On 28 July, the global health community commemorates World Hepatitis Day – an important opportunity to highlight and accelerate efforts to find the 290 million people who are unaware they are living with viral hepatitis.

Each year, 1.3 million lives are lost to hepatitis B and C. But this year, COVID-19 is making the disease even deadlier: emerging evidence suggests that those with liver disease have a higher risk of mortality from COVID-19, and is just one more reason why we cannot afford to neglect other major infectious disease killers as the world focusses on the pandemic.

We have led the Hepatitis C Elimination through Access to Diagnostics (HEAD-Start) project, supported by Unitaid, for the last 3 years. HEAD-Start is designed to improve diagnosis of hepatitis C virus (HCV) by making testing more affordable and widely available to those in need, with a focus on serving people co-infected with HIV. WHO highlights low test coverage as one of the most important gaps to be addressed in order to achieve the global elimination goals by 2030.

And we have made progress. It is encouraging to see the team’s hard work translate into the uptake and implementation of national policies to scale up HCV management in project countries. Across Georgia, Malaysia, Myanmar and India, HEAD-Start has demonstrated the impact that more accessible diagnosis and screening can have, with decentralized services reaching vulnerable populations including those who inject drugs and people living with HIV. Working closely with Ministries of Health, national testing algorithms have been updated, ensuring that the impact of this work will continue beyond completion of the project itself.

For World Hepatitis Day, we have released a video highlighting the successful “Delhi Model” of care – to take you on a journey from testing to treatment for hepatitis C in Delhi. Our work in Punjab has also been featured by the International AIDS Society, highlighting how integrating HIV and HCV testing services can save thousands of lives.

As a part of HEAD-Start, we are also working to bring more HCV point-of-care tests to market to facilitate and enable decentralization efforts, and to explore self-testing – an area of emerging interest in public health as it could also have a critical role in increasing access to screening and limiting exposure to SARS-CoV-2, the causative agent of COVID-19.

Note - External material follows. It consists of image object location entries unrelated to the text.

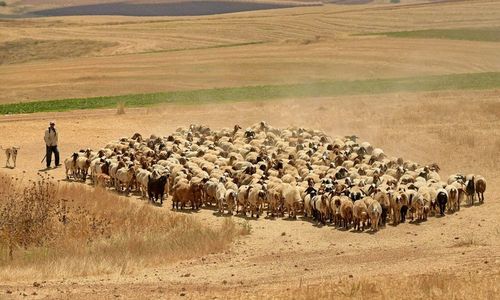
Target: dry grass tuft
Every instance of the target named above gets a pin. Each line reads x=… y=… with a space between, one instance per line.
x=120 y=109
x=75 y=230
x=428 y=286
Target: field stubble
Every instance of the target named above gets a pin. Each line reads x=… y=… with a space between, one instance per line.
x=52 y=230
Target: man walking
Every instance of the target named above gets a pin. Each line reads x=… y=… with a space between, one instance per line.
x=51 y=143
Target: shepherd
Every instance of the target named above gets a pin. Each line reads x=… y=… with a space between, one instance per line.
x=51 y=144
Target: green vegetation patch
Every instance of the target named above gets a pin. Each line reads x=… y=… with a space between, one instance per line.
x=24 y=50
x=469 y=81
x=491 y=34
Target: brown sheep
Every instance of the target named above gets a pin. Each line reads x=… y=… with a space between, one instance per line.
x=480 y=186
x=360 y=214
x=346 y=211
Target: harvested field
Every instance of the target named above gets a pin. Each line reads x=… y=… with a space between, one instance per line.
x=25 y=50
x=183 y=8
x=329 y=68
x=406 y=124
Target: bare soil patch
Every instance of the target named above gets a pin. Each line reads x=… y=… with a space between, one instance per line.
x=184 y=8
x=295 y=255
x=24 y=50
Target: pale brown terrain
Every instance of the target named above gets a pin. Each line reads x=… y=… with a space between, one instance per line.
x=293 y=46
x=281 y=257
x=454 y=257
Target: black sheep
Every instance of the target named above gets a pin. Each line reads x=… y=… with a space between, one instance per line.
x=156 y=188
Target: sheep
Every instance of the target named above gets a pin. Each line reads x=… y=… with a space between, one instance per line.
x=480 y=187
x=142 y=177
x=268 y=168
x=156 y=187
x=255 y=198
x=470 y=188
x=374 y=212
x=399 y=207
x=360 y=214
x=103 y=180
x=82 y=165
x=452 y=197
x=70 y=165
x=231 y=200
x=346 y=211
x=384 y=200
x=11 y=154
x=220 y=196
x=182 y=194
x=291 y=196
x=124 y=177
x=442 y=200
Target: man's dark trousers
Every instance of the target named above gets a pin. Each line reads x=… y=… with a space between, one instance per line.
x=50 y=150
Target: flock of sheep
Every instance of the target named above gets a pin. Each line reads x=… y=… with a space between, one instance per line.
x=280 y=171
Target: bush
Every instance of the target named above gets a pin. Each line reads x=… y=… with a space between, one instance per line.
x=63 y=230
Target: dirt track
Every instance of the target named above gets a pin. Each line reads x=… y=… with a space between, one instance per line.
x=282 y=254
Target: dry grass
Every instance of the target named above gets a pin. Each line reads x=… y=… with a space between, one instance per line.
x=27 y=49
x=72 y=230
x=120 y=108
x=428 y=286
x=280 y=47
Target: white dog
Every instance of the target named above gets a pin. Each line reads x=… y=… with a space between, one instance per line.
x=11 y=153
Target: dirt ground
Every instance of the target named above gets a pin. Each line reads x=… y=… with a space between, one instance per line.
x=459 y=131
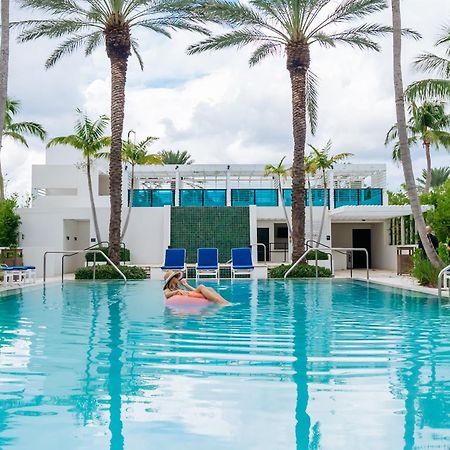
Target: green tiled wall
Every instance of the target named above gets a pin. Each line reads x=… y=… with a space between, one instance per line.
x=223 y=228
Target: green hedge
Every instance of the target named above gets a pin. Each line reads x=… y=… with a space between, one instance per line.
x=105 y=272
x=124 y=254
x=301 y=271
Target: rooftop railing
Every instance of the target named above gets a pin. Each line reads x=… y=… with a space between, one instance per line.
x=258 y=197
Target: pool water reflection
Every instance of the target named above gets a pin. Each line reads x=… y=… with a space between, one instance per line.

As the HEAD-Start project draws to a close this year, I invite you all to join us for a special World Hepatitis Day 2020 webinar on 30 July that we are organizing along with the World Hepatitis Alliance (WHA) and the Drugs for Neglected Diseases initiative (DNDi), where you’ll have a chance to hear directly from key stakeholders, policymakers and community members involved in all aspects of the project.

We join WHO in showing our support for a hepatitis-free future.